Structural Computational Biology
EnGens
Collecting unsupervised learning algorithms under an umbrella for analysis of protein conformational datasets
EnGens is a pipeline for unsupervised learning for protein conformational datasets. It collects algorithms for dimensionality reduction (PCA, UMAP, TICA, SRV) and clustering (K-Means, GMMs) along with preprocessing steps with the goal of generating representative conformational ensembles.
EnGens works on static and dynamic datasets
Static datasets can be collected from the Protein Databank for a single protein and related isophorms. Dynamic datasets can be generated by running MD simulations.
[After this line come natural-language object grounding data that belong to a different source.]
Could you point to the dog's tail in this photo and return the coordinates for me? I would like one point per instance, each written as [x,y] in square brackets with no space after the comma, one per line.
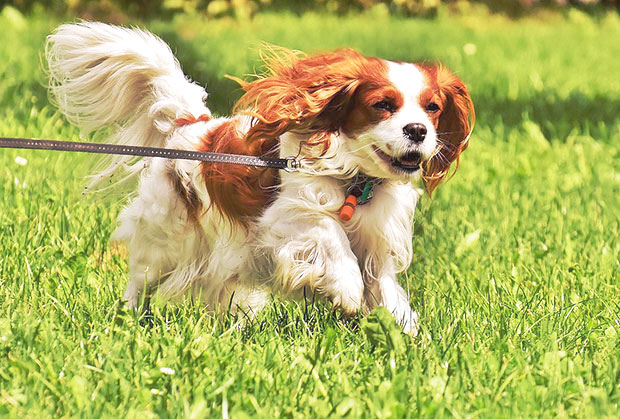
[123,84]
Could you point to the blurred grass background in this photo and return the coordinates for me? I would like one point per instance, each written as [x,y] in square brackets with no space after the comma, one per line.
[516,258]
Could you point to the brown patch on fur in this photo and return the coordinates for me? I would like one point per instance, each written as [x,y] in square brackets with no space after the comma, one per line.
[453,122]
[314,95]
[187,193]
[363,114]
[239,192]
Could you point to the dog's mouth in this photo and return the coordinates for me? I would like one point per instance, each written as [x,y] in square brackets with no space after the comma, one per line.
[408,162]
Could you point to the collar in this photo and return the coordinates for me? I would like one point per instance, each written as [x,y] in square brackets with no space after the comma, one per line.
[359,192]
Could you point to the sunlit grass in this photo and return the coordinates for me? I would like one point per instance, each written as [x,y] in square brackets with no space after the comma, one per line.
[516,258]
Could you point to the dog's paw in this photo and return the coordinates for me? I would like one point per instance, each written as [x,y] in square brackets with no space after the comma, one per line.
[409,322]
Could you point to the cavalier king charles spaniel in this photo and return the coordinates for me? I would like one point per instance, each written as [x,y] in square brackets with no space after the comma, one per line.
[364,129]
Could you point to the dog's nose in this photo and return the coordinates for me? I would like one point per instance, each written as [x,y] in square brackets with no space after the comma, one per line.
[415,132]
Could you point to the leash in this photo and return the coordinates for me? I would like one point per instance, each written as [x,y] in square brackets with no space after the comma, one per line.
[289,164]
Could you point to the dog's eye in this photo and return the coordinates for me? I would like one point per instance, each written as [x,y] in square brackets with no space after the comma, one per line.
[432,107]
[385,105]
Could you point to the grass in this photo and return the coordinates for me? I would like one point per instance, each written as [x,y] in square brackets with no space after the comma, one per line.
[516,271]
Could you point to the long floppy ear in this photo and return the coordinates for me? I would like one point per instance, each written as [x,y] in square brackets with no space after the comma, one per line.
[303,94]
[456,122]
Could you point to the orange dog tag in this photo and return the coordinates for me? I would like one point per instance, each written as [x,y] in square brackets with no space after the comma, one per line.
[348,208]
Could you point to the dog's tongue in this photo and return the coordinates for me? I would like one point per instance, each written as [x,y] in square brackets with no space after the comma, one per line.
[410,159]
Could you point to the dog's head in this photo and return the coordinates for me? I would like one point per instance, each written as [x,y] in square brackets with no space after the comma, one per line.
[398,120]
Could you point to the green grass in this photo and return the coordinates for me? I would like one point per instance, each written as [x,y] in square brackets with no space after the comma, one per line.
[516,271]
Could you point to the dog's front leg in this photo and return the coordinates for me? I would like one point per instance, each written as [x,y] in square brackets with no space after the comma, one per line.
[387,292]
[316,253]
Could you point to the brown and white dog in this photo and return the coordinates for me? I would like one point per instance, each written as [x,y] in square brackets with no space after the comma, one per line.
[228,234]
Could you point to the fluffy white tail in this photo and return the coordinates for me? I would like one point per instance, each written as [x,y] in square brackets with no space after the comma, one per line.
[123,82]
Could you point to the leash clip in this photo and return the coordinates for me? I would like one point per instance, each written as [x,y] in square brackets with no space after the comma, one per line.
[292,164]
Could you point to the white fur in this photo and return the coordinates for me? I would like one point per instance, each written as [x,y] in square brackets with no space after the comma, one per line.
[128,83]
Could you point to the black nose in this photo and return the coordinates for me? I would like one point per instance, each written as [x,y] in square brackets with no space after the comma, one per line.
[415,132]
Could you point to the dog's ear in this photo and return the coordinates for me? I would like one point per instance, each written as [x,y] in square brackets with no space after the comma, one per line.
[303,94]
[454,127]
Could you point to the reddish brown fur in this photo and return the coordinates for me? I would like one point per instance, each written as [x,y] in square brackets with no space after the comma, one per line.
[239,192]
[312,95]
[453,122]
[362,114]
[318,96]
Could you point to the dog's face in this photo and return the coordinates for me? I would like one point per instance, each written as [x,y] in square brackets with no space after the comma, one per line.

For both types of data, EnGens streamlines analysis of the conformational content and generates representative ensembles.
Making EnGens accessible
To facilitate easy use of the EnGens pipeline, we create a python package, Jupyter Notebooks and a set of Google Colab notebooks for both static and dynamic datasets.
References
If you use EnGens in your work, please cite the tool as shown:
A. Conev, M. M. Rigo, D. Devaurs, A. F. Fonseca, H. Kalavadwala, M. V. de Freitas, C. Clementi, G. Zanatta, D. A. Antunes, and L. E. Kavraki, “EnGens: a computational framework for generation and analysis of representative protein conformational ensembles,” Briefings in Bioinformatics, p. bbad242, Jul. 2023.